L’accordo raggiunto a Stoccarda tra il sindacato dei metalmeccanici tedeschi IG Metall e l’associazione dei datori di lavoro Südwestmetall, siglato proprio ieri in via definitiva, ambisce a divenire in Germania una pietra miliare della flessibilità, per il mondo dei lavoratori e per le imprese.

Si tratta di un compromesso che mira ad affrontare le molteplici sfide, dall’invecchiamento della popolazione alla rivoluzione tecnologica, dalla globalizzazione al welfare: entra in gioco il diritto legale per il lavoratore alla settimana di 28 ore abbinata per la prima volta alla certezza del ritorno alle ore lavorate in precedenza e maggiori margini di manovra per il datore di lavoro sulle 40 ore settimanali.
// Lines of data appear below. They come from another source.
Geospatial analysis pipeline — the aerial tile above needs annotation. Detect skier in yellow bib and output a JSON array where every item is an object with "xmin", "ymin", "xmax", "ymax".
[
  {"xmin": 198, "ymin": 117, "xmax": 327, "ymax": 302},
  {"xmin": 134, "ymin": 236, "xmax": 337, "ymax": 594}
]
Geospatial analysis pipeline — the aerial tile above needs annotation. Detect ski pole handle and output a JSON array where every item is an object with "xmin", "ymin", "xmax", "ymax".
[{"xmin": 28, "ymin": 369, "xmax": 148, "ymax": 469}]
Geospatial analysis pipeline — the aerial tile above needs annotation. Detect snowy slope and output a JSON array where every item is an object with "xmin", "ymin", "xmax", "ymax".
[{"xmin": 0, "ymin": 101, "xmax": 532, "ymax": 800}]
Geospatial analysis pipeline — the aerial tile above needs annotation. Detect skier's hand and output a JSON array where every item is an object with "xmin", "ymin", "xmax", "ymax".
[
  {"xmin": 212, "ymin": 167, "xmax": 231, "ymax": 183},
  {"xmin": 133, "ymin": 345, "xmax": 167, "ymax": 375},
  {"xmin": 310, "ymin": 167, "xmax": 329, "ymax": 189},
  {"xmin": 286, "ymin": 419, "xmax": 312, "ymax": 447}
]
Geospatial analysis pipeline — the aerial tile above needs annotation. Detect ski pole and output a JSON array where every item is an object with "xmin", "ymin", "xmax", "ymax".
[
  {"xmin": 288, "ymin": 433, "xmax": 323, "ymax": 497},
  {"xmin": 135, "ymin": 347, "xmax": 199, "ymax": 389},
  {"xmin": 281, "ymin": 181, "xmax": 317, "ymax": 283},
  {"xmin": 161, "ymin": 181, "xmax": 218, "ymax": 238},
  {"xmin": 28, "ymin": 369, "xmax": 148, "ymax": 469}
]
Ma intanto sul mercato del lavoro tedesco grava l’incognita dell’accordo per la Grande Coalizione tra Cdu-Csu e Spd che va nella direzione opposta alla flessibilità con più rigidità per combattere l’abuso dei contratti a tempo determinato: una stretta ispirata dal settore pubblico ma che travolgerà il settore privato, tanto che si è alzato già l’allarme degli imprenditori che temono contraccolpi «per tutta l’economia e rischi alla competitività».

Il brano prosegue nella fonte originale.